(8/29/2002) The AMBER Alert system is all over the news these days and has been credited with the positive resolution of many cases. Now, the Internet community is getting involved, but after a long history of false and misleading accounts, many doubt the veracity of e-mailed missing child reports - and for good reason.
In the early hours of August 28, two armed men broke into Nicholas Farber's Palm Desert, California, home and abducted the 9-year-old at gun point. A detailed physical description of Nicholas and his abductors, along with contacts, are provided in this Poster from the National Center for Missing and Exploited Children.
On August 30, 2002 - just two days after his forced abduction - Nicholas was found, safe and sound, in a campground 20 miles east of San Diego, California. His non-custodial mother has been arrested and charged. Unfortunately, this e-mailed "Amber Alert" continues to circulate because there is no way to recall it.
The letter above is the latest in a disturbing trend from MailBits.com. Long known as a purveyor of joke-of-the-day newsletters and other frivolous Internet pursuits, Mailbits has shifted gears of late to include missing child chain letters and bits of armchair activism. Unfortunately, spelling and grammar errors coupled with the fact that clicking the link provided takes you to a page (with no apparent connection to the case) that asks you to supply the e-mail addresses of 10 friends and subscribe to other newsletters has many wondering if the notice above is for real.

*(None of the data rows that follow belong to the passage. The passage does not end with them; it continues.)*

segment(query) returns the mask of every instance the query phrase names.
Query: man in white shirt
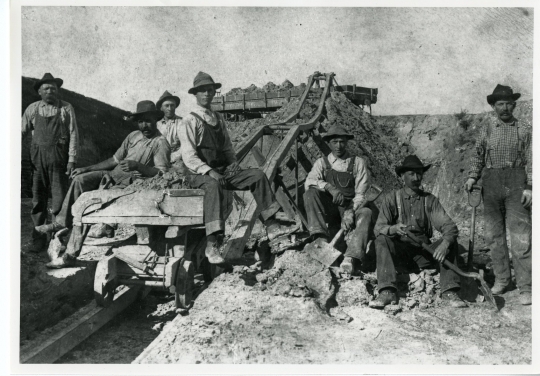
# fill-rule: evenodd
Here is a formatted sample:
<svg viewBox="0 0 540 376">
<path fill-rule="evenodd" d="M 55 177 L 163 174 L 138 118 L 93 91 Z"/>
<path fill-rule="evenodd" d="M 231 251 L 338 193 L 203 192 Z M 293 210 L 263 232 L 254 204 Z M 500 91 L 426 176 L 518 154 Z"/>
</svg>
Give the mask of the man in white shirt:
<svg viewBox="0 0 540 376">
<path fill-rule="evenodd" d="M 332 153 L 315 161 L 304 193 L 308 230 L 314 239 L 328 241 L 327 224 L 332 222 L 341 221 L 345 231 L 352 231 L 341 263 L 341 269 L 350 274 L 365 256 L 378 215 L 377 207 L 365 199 L 370 187 L 366 162 L 347 151 L 347 142 L 353 137 L 340 126 L 330 127 L 323 140 Z"/>
<path fill-rule="evenodd" d="M 205 190 L 204 222 L 207 245 L 205 254 L 211 264 L 225 260 L 219 252 L 225 219 L 231 204 L 227 191 L 250 190 L 270 240 L 287 233 L 275 218 L 280 209 L 266 175 L 259 169 L 242 170 L 236 160 L 223 116 L 211 110 L 216 89 L 221 87 L 212 77 L 199 72 L 188 93 L 197 98 L 196 108 L 184 118 L 180 141 L 182 159 L 192 175 L 187 176 L 193 188 Z"/>
</svg>

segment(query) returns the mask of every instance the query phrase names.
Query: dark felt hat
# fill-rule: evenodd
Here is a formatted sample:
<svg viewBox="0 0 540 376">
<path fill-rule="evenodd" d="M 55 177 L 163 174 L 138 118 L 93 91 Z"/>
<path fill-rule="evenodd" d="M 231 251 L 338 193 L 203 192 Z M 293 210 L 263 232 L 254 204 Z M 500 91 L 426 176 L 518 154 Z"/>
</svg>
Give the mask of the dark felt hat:
<svg viewBox="0 0 540 376">
<path fill-rule="evenodd" d="M 161 105 L 167 99 L 172 99 L 176 103 L 176 107 L 180 106 L 180 98 L 178 98 L 176 95 L 172 95 L 167 90 L 165 90 L 165 92 L 161 95 L 161 97 L 156 102 L 156 108 L 161 109 Z"/>
<path fill-rule="evenodd" d="M 489 104 L 494 104 L 499 100 L 510 99 L 512 101 L 517 101 L 519 97 L 521 97 L 521 94 L 514 93 L 510 86 L 497 84 L 497 87 L 495 88 L 495 90 L 493 90 L 493 93 L 487 96 L 487 100 Z"/>
<path fill-rule="evenodd" d="M 188 90 L 188 93 L 195 94 L 197 88 L 204 85 L 214 85 L 214 89 L 219 89 L 221 87 L 221 84 L 219 82 L 214 82 L 208 73 L 199 72 L 195 76 L 195 79 L 193 80 L 193 87 Z"/>
<path fill-rule="evenodd" d="M 329 141 L 333 139 L 334 137 L 345 137 L 349 140 L 352 140 L 354 136 L 350 133 L 347 133 L 345 128 L 339 125 L 332 125 L 328 132 L 326 132 L 323 136 L 324 141 Z"/>
<path fill-rule="evenodd" d="M 406 171 L 416 169 L 422 169 L 424 172 L 426 172 L 430 167 L 430 164 L 424 166 L 422 161 L 420 161 L 416 155 L 408 155 L 405 157 L 400 166 L 396 166 L 396 174 L 401 175 Z"/>
<path fill-rule="evenodd" d="M 164 114 L 163 111 L 157 110 L 156 105 L 152 101 L 140 101 L 137 103 L 137 110 L 130 114 L 128 117 L 131 119 L 138 119 L 142 115 L 151 114 L 155 115 L 157 120 L 160 120 L 163 118 Z"/>
<path fill-rule="evenodd" d="M 64 83 L 64 80 L 62 80 L 61 78 L 54 78 L 53 75 L 50 73 L 45 73 L 43 75 L 43 78 L 34 84 L 34 90 L 38 91 L 41 85 L 46 82 L 55 82 L 56 86 L 60 88 L 60 86 L 62 86 L 62 84 Z"/>
</svg>

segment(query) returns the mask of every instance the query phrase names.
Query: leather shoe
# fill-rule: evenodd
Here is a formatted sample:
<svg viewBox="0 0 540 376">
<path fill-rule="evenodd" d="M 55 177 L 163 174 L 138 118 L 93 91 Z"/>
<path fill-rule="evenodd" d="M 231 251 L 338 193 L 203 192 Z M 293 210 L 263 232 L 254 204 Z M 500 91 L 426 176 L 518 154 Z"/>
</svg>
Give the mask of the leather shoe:
<svg viewBox="0 0 540 376">
<path fill-rule="evenodd" d="M 461 298 L 458 296 L 456 291 L 449 290 L 442 293 L 442 300 L 447 301 L 450 304 L 450 307 L 452 308 L 465 308 L 467 307 L 467 303 L 465 303 Z"/>
<path fill-rule="evenodd" d="M 532 294 L 530 291 L 523 291 L 519 294 L 519 302 L 521 305 L 531 305 L 532 304 Z"/>
<path fill-rule="evenodd" d="M 49 269 L 62 269 L 75 266 L 75 257 L 64 254 L 62 257 L 58 257 L 51 262 L 45 264 Z"/>
<path fill-rule="evenodd" d="M 397 294 L 393 289 L 379 291 L 379 295 L 369 302 L 371 308 L 382 309 L 389 304 L 397 304 Z"/>
</svg>

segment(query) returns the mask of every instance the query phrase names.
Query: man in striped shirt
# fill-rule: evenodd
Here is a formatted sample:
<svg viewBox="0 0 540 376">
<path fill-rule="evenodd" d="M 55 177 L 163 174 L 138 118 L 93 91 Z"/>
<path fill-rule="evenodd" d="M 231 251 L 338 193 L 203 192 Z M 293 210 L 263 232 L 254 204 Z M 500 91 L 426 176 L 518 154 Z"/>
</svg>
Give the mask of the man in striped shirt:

As we can see with this example, e-mail is a poor medium for this type of information. That's why e-mail is not included in the specifications of the AMBER plan. It is simply too unreliable. Often, missing child chains that continue long after the case has been resolved can create more problems than they solve, as law enforcement and other officials have to devote time to respond to inquiries about a closed case. Break this Chain.